You don’t even need to worry if you can find nothing to laugh about; even a fake smile can have a positive effect through the feedback loop to your brain. Strack et al devised the ‘pen in mouth ‘experiment published in the Journal of Personality and Social Psychology in 1988. Participants were told to either clench a pen with their teeth, which activates muscles that are used for smiling, or hold it tightly with their lips, which rendered these muscles inactive. Then they asked participants to rate funny cartoons. Those participants who had their smiling muscles activated found the cartoons funnier than those who didn’t. Why don’t you try it-take a look at this picture when you are down in the mouth and then try it again smiling-what are the results?
At Select Psychology we even believe that laughter can be used as a therapeutic tool for working with clients with anxiety and depression. Reynes & Allen, 1987, Goldin & Bordan, 1999, 2006 identified the benefits of enabling the client to change their perspective by seeing the worlds absurdities, for example, by giving the client a cartoon that touches on the problem in a more playful way. It can strengthen the rapport between client and clinician by breaking down barriers and having a moment of shared emotion. It can also provide a temporary break from difficult emotions.
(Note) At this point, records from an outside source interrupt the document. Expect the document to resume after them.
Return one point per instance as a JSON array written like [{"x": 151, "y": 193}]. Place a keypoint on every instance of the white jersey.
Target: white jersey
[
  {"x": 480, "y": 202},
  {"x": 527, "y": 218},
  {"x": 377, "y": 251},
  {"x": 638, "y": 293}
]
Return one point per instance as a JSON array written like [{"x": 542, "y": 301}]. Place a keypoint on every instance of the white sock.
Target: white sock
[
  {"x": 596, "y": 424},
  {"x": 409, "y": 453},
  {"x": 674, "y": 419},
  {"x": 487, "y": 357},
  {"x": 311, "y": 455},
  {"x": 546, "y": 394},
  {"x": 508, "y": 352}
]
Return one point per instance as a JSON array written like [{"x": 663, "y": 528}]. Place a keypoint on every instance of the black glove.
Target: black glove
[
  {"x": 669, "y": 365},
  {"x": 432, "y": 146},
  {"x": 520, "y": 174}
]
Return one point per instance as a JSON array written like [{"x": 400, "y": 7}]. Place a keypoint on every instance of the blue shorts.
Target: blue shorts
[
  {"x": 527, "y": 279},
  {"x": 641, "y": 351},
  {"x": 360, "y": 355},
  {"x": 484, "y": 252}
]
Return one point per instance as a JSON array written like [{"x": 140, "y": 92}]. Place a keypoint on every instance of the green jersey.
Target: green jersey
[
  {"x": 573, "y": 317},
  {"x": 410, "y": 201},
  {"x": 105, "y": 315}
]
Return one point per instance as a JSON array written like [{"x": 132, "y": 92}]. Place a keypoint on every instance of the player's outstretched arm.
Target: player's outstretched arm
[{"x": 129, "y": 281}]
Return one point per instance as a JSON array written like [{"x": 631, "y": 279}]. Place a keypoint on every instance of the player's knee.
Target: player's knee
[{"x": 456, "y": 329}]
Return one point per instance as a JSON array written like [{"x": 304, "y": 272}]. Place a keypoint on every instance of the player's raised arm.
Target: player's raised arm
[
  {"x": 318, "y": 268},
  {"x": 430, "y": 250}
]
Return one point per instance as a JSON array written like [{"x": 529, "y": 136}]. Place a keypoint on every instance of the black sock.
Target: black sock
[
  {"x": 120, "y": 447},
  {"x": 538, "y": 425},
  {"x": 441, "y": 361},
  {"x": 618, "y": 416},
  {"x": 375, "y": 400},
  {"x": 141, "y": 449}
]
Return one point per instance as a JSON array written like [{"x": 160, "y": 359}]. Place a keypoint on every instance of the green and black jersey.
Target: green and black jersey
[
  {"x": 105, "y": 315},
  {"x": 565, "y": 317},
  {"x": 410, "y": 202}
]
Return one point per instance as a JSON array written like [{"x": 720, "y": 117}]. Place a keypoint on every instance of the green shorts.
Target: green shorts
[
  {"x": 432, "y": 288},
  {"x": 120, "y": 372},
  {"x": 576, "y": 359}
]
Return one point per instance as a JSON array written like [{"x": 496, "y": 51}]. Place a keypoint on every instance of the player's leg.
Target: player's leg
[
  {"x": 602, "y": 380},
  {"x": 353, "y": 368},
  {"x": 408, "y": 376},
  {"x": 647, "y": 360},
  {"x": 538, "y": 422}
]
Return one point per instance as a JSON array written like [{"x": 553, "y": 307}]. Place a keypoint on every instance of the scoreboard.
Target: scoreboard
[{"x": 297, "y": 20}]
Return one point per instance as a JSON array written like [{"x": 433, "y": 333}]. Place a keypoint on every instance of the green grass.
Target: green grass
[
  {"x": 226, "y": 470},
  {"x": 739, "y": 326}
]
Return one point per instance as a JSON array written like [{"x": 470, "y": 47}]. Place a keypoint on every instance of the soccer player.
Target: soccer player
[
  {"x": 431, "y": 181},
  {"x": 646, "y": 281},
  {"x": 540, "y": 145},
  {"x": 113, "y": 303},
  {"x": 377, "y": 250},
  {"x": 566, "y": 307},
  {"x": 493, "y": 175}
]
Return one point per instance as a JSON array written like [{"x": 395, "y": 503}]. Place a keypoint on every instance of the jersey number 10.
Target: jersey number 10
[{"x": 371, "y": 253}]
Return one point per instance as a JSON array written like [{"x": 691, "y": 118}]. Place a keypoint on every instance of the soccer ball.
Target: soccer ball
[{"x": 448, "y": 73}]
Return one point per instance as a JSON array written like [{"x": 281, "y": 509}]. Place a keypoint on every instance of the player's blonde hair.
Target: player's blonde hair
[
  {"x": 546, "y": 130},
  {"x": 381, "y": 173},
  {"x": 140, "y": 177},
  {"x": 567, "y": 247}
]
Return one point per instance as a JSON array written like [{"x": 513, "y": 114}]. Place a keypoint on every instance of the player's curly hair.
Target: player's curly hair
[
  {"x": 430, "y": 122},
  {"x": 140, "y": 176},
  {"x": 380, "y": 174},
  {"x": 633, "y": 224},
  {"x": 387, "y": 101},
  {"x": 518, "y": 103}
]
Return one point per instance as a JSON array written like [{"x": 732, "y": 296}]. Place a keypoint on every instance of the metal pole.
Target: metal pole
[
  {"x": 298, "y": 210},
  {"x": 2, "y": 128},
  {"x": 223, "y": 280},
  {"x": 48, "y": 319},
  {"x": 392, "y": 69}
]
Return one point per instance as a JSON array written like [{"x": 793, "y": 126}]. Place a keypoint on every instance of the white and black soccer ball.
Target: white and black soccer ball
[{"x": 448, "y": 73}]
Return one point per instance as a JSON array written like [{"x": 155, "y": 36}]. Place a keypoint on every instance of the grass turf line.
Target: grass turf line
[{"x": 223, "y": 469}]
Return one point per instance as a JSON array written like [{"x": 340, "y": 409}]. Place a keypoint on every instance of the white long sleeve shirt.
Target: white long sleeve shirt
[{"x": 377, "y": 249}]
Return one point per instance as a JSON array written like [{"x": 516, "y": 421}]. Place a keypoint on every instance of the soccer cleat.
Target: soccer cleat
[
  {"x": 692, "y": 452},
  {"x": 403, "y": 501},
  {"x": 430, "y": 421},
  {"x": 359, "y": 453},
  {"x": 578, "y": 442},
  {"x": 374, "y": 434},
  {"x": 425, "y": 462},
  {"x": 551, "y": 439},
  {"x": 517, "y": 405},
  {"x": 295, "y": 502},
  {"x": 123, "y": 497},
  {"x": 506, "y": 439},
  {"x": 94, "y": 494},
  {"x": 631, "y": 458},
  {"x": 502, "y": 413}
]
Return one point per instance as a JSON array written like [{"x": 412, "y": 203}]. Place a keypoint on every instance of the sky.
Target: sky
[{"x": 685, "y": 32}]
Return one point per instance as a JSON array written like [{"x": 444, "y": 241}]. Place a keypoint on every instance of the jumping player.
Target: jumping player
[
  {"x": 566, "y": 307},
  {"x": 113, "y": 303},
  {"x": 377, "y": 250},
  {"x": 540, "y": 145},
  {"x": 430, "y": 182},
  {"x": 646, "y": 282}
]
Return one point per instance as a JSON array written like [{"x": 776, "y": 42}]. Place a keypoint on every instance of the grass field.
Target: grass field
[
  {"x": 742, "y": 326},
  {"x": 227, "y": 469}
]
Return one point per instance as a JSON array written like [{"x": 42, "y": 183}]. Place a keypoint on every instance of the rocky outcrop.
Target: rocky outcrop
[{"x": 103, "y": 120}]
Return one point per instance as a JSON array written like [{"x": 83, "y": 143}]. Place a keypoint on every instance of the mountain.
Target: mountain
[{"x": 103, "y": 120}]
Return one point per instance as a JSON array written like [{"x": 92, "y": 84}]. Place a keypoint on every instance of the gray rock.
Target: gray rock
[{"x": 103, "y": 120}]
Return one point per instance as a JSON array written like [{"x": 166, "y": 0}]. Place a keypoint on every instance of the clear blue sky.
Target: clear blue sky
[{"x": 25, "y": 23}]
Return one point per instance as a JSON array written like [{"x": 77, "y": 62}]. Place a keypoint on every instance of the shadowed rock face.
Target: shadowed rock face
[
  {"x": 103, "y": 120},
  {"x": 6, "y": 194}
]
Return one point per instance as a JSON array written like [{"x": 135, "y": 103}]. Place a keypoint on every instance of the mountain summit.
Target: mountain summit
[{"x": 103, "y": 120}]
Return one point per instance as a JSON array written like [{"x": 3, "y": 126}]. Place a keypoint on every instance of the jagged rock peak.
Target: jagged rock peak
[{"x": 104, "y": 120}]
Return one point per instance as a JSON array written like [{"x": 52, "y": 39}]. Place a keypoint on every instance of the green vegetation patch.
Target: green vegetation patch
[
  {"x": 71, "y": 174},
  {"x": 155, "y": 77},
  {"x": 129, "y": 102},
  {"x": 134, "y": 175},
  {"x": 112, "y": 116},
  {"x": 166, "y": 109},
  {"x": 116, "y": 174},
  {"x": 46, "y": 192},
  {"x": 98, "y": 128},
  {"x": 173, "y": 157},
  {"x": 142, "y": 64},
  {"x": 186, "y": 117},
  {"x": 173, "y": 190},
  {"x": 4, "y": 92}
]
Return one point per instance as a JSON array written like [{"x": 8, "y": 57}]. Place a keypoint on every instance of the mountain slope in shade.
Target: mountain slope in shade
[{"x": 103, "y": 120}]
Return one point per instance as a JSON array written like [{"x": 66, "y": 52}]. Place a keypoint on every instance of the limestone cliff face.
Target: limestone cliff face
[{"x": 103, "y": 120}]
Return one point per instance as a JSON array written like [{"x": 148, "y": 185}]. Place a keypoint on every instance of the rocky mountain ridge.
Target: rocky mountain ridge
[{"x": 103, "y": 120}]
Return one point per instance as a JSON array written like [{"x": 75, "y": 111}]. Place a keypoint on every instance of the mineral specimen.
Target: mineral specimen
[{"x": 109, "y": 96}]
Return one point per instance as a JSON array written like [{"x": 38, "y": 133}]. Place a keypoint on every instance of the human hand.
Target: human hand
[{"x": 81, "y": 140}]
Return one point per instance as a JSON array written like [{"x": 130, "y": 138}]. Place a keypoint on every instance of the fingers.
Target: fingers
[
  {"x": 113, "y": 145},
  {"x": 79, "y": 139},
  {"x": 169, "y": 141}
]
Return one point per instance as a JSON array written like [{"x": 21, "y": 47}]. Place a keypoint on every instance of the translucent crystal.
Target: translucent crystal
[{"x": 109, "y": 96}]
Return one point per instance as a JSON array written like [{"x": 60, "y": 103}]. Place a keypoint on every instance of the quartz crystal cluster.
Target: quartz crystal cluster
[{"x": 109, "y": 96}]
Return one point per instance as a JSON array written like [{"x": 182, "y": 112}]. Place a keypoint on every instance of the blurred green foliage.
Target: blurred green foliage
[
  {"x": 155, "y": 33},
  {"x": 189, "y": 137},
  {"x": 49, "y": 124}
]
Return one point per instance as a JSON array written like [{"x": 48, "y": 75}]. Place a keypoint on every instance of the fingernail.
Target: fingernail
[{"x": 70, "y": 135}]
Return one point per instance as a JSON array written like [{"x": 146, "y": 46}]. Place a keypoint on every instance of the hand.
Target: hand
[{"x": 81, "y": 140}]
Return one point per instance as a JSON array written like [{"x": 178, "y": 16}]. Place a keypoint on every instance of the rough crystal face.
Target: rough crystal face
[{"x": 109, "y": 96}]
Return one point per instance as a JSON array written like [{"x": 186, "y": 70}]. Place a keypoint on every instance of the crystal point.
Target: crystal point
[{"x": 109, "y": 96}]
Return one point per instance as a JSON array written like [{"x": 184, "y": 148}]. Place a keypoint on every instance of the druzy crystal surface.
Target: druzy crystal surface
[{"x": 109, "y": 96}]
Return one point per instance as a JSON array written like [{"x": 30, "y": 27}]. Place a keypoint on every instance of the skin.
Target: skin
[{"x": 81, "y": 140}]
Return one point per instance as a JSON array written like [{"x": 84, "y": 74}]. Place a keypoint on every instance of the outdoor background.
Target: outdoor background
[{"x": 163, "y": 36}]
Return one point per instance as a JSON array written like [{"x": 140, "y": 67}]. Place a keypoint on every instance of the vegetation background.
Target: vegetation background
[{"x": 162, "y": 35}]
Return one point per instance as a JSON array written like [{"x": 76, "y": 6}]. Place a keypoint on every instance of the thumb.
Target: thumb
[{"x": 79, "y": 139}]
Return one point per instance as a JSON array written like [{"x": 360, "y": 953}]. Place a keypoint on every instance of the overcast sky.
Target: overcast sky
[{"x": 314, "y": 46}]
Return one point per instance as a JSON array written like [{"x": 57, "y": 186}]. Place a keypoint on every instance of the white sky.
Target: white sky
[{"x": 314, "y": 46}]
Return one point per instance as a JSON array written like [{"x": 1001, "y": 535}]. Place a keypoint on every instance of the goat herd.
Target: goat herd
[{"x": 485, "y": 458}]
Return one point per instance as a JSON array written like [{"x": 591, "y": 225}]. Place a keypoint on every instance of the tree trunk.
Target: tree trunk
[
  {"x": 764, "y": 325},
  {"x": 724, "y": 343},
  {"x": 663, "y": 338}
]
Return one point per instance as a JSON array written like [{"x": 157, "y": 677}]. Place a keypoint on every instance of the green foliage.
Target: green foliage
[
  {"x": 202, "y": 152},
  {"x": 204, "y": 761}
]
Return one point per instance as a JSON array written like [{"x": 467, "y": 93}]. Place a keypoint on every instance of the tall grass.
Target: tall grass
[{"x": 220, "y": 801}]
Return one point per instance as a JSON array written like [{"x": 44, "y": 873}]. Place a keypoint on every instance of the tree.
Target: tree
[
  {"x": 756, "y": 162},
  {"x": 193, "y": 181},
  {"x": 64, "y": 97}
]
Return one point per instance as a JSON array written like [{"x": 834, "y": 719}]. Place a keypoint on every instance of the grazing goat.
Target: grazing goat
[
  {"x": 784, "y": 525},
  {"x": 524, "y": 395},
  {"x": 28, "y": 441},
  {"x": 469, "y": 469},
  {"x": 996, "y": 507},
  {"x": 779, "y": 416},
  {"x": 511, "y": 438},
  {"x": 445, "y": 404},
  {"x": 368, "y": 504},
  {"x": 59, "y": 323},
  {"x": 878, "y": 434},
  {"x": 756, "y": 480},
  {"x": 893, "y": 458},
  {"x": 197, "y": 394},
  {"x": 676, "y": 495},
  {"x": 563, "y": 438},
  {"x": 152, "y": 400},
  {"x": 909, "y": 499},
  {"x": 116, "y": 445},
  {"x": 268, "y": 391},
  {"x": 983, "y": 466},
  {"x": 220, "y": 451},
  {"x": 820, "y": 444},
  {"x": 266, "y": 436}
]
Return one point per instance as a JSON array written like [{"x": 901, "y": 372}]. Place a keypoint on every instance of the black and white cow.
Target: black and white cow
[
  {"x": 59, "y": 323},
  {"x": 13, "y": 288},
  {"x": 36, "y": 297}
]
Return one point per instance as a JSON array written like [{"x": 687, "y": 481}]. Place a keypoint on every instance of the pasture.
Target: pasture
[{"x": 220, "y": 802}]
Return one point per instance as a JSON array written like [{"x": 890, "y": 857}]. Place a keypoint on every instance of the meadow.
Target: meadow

Laughter is free and you can do it whenever and wherever you want and as often as you like, and that can’t be said for many things in this world. It crosses cultural, age, race and gender boundaries and can be shared by all so there are no excuses to get out there and get laughing today.
Goldin, E. & Bordan, B. (1999). The use of humor in counseling: The laughing cure. Journal of Counseling & Development, 77, 405-410.
Provine, Robert R. Laughter: A Scientific Investigation. New York: Viking, 2000
Reynes, R.L. & Allen, A. (1987). Humor in psychotherapy: A view. American Journal of Psychotherapy, 61, 260-270.
Stuber, Margaret L and Wedding, Danny. Behaviour and Medicine. Toronto: Horrefe Publishing, 2010
Strack E, Martin, L. L. & Strepper, S. (1988) Inhibiting and facilitating conditions of the human smile: a non-obtrusive test of the facial feedback hypothesis. Journal of Personality and Social Psychology, 54, 768-777.